Divorce – even when the woman has custody of the children, if she decides to leave the country, she must still get permission from her ex-husband.
Both men and women continue to live at home with their parents until (if) they get married. Most parents will not allow their unmarried daughters to go out at night, no matter how old they are.
I don’t have statistics on domestic abuse, but I know that it is rampant and that there is very little recourse for its victims
Prostitution and Rape
Most women who become prostitutes do so upon becoming “illegitimately” pregnant, often due to rape. This disgrace causes her family (with whom she would normally live until she married) to kick her out on the street. With no education and no way to support her child, she can either be a femme de ménage or a prostitute. I have no data on which is the more popular choice, but I do know that there are ample numbers of both. Large areas of Casablanca are considered red light districts, and certain restaurants, cheap clubs, and all but one hotel bar* are usually flooded with prostitutes at night. Divorce may also lead to one of these employment choices, as women usually get custody of the children.
*The Hotel Idou Anfa is the only hotel in Casablanca which does not allow prostitutes.
Traditionally, any woman (pregnant or not) who has premarital sex can pretty much forget about getting married, unless it’s to the man who took her virginity. Her family will have nothing to do with her if they know she is not a virgin. On her wedding day, her bloody underpants must be displayed to prove that her husband got a “good deal.” This seems to be changing now, however.

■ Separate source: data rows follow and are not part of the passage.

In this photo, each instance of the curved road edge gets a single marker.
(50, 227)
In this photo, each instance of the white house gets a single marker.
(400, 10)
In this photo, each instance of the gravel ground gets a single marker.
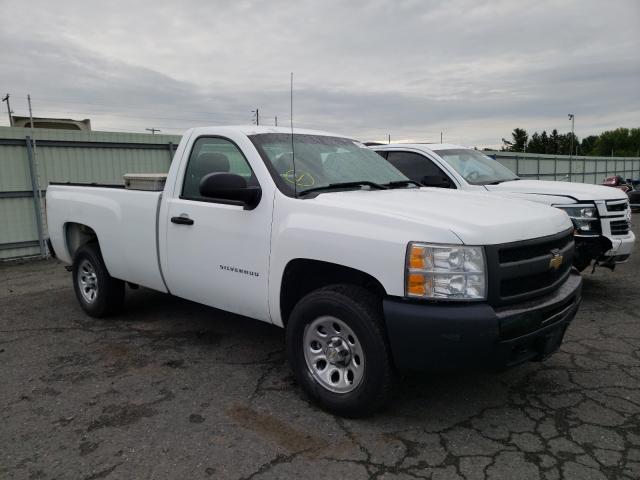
(172, 389)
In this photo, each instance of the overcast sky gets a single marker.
(472, 69)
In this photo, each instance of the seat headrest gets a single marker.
(211, 162)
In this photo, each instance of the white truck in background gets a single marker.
(315, 233)
(601, 215)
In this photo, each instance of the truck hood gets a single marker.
(575, 191)
(475, 218)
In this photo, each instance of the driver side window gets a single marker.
(416, 166)
(213, 155)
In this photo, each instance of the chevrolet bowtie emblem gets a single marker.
(556, 260)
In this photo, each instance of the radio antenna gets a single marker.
(293, 154)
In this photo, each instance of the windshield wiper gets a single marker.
(337, 186)
(401, 183)
(497, 182)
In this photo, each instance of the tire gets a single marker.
(341, 318)
(99, 294)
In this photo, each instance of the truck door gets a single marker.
(218, 254)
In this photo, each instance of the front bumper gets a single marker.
(438, 336)
(621, 246)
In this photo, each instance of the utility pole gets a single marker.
(35, 183)
(572, 118)
(6, 99)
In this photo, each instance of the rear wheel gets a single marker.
(99, 294)
(338, 350)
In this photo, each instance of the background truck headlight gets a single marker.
(584, 217)
(447, 272)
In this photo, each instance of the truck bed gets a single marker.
(125, 221)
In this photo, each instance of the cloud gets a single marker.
(366, 68)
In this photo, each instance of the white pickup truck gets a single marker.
(315, 233)
(601, 215)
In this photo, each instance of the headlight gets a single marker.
(584, 218)
(450, 272)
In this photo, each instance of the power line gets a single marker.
(6, 99)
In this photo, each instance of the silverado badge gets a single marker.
(556, 260)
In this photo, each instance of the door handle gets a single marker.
(182, 220)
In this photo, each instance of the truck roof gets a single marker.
(420, 146)
(256, 130)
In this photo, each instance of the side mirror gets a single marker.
(231, 188)
(436, 181)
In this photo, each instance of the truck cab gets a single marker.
(367, 273)
(601, 216)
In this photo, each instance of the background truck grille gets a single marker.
(619, 227)
(618, 206)
(521, 270)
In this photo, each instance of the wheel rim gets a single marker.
(333, 354)
(87, 281)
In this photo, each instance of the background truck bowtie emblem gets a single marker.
(556, 260)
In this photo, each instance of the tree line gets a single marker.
(621, 142)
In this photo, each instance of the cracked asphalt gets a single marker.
(172, 389)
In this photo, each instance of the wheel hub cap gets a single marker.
(87, 281)
(333, 354)
(338, 352)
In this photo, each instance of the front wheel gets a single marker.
(337, 349)
(99, 294)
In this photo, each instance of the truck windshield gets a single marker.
(323, 161)
(475, 167)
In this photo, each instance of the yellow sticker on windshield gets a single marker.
(302, 178)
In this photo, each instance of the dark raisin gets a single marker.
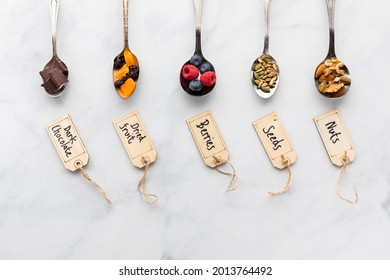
(120, 82)
(119, 61)
(133, 72)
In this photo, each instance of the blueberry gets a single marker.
(205, 68)
(196, 60)
(196, 85)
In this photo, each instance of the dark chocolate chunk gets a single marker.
(58, 78)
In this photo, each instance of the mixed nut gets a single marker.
(265, 73)
(331, 76)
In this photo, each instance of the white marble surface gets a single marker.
(47, 212)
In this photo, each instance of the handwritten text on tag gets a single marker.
(275, 140)
(68, 143)
(208, 139)
(335, 137)
(135, 139)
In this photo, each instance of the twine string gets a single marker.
(147, 197)
(235, 180)
(286, 164)
(86, 176)
(344, 171)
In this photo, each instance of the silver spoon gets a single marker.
(265, 69)
(197, 76)
(332, 77)
(126, 68)
(55, 73)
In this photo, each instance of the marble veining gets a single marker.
(47, 212)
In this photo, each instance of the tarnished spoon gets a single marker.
(55, 73)
(197, 76)
(126, 68)
(332, 77)
(265, 69)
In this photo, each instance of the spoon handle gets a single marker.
(54, 5)
(267, 11)
(331, 8)
(126, 22)
(198, 21)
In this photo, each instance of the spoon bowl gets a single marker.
(324, 84)
(265, 70)
(125, 70)
(197, 76)
(265, 76)
(332, 77)
(125, 73)
(55, 73)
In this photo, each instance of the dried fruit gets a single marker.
(190, 72)
(121, 72)
(119, 61)
(127, 88)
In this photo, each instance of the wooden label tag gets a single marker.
(275, 140)
(208, 138)
(335, 137)
(135, 139)
(68, 143)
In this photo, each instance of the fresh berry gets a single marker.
(196, 85)
(119, 61)
(190, 72)
(196, 60)
(208, 79)
(133, 72)
(205, 67)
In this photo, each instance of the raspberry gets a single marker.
(196, 85)
(208, 79)
(190, 72)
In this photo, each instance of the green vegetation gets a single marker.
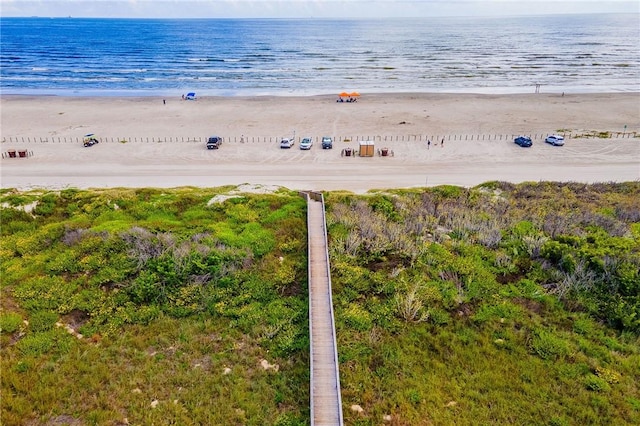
(500, 304)
(154, 306)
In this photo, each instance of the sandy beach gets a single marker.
(160, 142)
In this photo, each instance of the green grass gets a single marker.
(501, 304)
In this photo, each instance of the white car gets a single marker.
(286, 143)
(555, 140)
(306, 143)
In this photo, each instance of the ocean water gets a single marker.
(226, 57)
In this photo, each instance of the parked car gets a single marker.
(327, 142)
(555, 140)
(523, 141)
(214, 142)
(306, 143)
(90, 140)
(286, 143)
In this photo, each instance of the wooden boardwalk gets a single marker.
(326, 402)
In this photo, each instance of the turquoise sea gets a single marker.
(226, 57)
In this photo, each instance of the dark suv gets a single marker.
(327, 142)
(523, 141)
(214, 142)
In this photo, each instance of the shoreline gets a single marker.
(253, 93)
(252, 126)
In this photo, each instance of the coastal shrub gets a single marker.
(596, 384)
(35, 344)
(42, 321)
(548, 345)
(10, 322)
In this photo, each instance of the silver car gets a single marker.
(286, 143)
(555, 140)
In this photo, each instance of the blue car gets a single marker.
(523, 141)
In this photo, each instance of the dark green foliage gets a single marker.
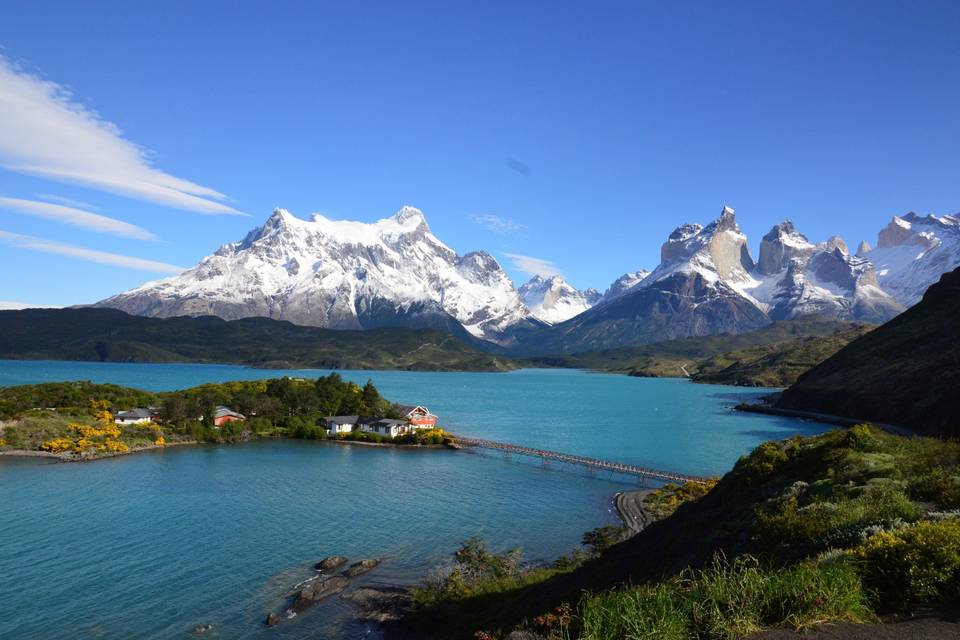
(67, 395)
(728, 600)
(110, 335)
(771, 356)
(906, 372)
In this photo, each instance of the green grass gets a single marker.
(773, 356)
(727, 601)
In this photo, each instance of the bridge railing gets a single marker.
(581, 460)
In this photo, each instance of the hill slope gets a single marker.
(770, 356)
(109, 335)
(906, 372)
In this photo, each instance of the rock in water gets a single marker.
(330, 563)
(358, 568)
(319, 590)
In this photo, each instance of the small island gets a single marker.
(75, 421)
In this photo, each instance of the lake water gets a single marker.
(153, 544)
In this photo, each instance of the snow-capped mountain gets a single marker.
(795, 277)
(623, 284)
(912, 253)
(341, 274)
(552, 300)
(707, 283)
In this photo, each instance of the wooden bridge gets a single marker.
(590, 463)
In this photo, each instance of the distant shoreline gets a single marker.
(68, 457)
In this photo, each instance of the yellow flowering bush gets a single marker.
(57, 445)
(116, 446)
(915, 565)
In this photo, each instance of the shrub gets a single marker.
(910, 566)
(728, 600)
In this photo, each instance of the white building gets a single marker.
(134, 416)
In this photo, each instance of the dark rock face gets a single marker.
(319, 590)
(358, 568)
(330, 563)
(679, 306)
(903, 373)
(781, 245)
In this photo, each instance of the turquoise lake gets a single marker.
(151, 545)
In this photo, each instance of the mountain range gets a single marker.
(396, 273)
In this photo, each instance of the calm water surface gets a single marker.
(150, 545)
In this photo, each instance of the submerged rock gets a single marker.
(361, 567)
(330, 563)
(381, 605)
(318, 590)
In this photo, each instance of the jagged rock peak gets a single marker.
(552, 300)
(727, 219)
(624, 283)
(782, 244)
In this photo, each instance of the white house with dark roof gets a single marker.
(134, 416)
(341, 424)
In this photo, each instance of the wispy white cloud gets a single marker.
(32, 243)
(70, 202)
(533, 266)
(10, 305)
(45, 132)
(76, 218)
(496, 224)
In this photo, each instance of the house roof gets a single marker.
(389, 421)
(134, 414)
(223, 412)
(407, 409)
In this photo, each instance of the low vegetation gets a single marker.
(773, 356)
(847, 526)
(77, 418)
(109, 335)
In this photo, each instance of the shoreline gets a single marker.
(630, 510)
(68, 457)
(826, 418)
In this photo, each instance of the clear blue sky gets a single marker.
(588, 130)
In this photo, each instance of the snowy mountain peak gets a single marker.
(553, 300)
(912, 253)
(341, 274)
(624, 283)
(782, 244)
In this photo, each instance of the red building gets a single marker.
(419, 417)
(224, 415)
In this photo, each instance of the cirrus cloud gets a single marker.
(45, 133)
(42, 245)
(533, 266)
(76, 217)
(496, 224)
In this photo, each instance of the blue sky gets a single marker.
(579, 134)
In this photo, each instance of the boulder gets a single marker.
(358, 568)
(330, 563)
(318, 590)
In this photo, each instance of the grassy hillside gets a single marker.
(846, 526)
(777, 365)
(771, 356)
(906, 372)
(109, 335)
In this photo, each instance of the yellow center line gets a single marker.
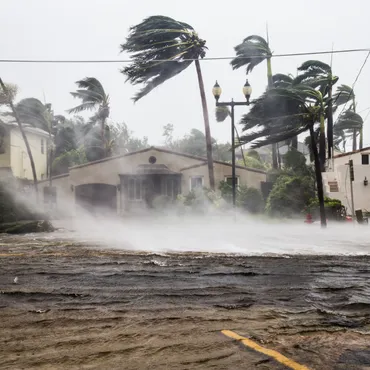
(269, 352)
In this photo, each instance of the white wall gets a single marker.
(20, 162)
(341, 175)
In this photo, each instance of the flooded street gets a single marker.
(76, 306)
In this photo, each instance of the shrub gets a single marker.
(289, 196)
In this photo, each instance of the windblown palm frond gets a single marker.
(349, 120)
(9, 95)
(33, 112)
(222, 113)
(282, 80)
(343, 95)
(161, 48)
(251, 52)
(92, 95)
(280, 114)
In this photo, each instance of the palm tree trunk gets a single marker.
(354, 140)
(206, 127)
(361, 129)
(30, 156)
(295, 142)
(275, 163)
(320, 189)
(322, 143)
(330, 124)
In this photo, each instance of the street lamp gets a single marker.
(247, 91)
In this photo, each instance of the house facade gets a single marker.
(13, 152)
(130, 181)
(337, 179)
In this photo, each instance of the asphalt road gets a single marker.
(77, 306)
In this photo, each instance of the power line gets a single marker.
(340, 51)
(353, 85)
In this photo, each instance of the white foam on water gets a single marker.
(222, 234)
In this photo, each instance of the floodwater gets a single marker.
(157, 297)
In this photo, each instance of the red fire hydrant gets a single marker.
(308, 219)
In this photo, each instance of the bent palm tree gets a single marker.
(282, 113)
(343, 95)
(93, 97)
(35, 113)
(319, 75)
(349, 121)
(252, 51)
(161, 48)
(9, 96)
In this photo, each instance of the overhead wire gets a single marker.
(339, 51)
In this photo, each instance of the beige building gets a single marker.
(13, 153)
(133, 180)
(337, 179)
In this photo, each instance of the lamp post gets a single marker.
(247, 91)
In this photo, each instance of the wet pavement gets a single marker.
(77, 306)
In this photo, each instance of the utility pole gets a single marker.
(351, 179)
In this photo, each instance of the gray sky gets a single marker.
(94, 29)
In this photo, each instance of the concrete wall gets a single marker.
(106, 172)
(5, 150)
(341, 176)
(248, 178)
(20, 162)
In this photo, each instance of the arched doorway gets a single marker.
(97, 198)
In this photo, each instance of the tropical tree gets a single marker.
(252, 51)
(161, 48)
(39, 115)
(93, 98)
(349, 121)
(319, 75)
(344, 95)
(7, 96)
(280, 114)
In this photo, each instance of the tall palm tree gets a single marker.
(282, 113)
(161, 48)
(283, 80)
(8, 97)
(93, 97)
(349, 121)
(344, 95)
(252, 51)
(319, 75)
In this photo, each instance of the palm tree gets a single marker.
(37, 114)
(353, 122)
(93, 97)
(251, 52)
(343, 95)
(319, 75)
(282, 113)
(7, 98)
(161, 48)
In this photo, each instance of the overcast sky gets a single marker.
(94, 29)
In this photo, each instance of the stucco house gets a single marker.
(337, 179)
(132, 180)
(13, 153)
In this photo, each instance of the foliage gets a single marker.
(247, 198)
(251, 52)
(250, 199)
(9, 93)
(252, 162)
(222, 113)
(160, 49)
(289, 196)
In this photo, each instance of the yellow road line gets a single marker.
(269, 352)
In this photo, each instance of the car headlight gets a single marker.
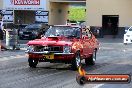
(30, 48)
(66, 49)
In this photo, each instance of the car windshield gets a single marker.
(63, 31)
(33, 26)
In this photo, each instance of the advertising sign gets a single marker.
(25, 4)
(7, 16)
(42, 16)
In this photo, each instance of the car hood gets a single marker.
(51, 41)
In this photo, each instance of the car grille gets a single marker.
(48, 48)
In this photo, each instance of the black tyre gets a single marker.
(32, 63)
(92, 59)
(76, 61)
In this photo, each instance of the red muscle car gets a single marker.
(67, 44)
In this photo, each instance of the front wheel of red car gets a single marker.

I have heard rumors of a truly horrible activity. It is said that when important businessmen come into town, young women (virgins, of course) are kidnapped for a weekend or more. These women, too, are then kicked out of the home.
Division of the sexes
There are at least three places where men and women are kept separate: in hammams (public baths), gyms, and mosques. There are separate hammams for men and women, and gyms are either separate or have “male” days and “female” days. The mosque has separate sections for men and women. When we toured la grande mosquée, the tour guide explained that there is room for 20,000 men (on the main floor) and 5,000 women (on a large balcony). When asked why the men and women are kept separate, the guide explained that it’s not because women are considered inferior,* but rather because that way the risk of getting distracted by the other sex is kept to a minimum. I would have liked to ask why there is room for four times as many men, but I suspect that I know the answer – because the other women are at home cooking and taking care of the kids.
* I find it interesting that she prefaced her answer with this defensive comment, since my question was completely neutral.
Last year I got to know two sisters, Samira and Sumaya. Samira is about 30 and works in a bank, Sumaya is around 40 and does volunteer work, and neither one is married. This is by choice, as they do not want to lose their independence. However, what I find interesting is that this feminist (even radical, considering that we’re in Morocco) choice of lifestyle is somewhat overshadowed by the fact that they still live with their mother and they both wear the conservative jelaba and foulard. I would expect a Moroccan feminist to wear Western clothes and break out of the “unmarried” mold by getting an apartment.
* Note: As always, this article is based on my own personal experiences, conversations, and observations while living in Morocco. It is not meant as a criticism of Morocco; simply a Western woman’s perception.
** Traditional clothing: A jelaba is an ankle-length, long-sleeved, loosely-fitting gown. A foulard is a scarf worn over the hair and fastened under the chin. A chadra is a veil which covers most of the face. When a foulard and chadra are worn together, only the woman’s eyes are visible.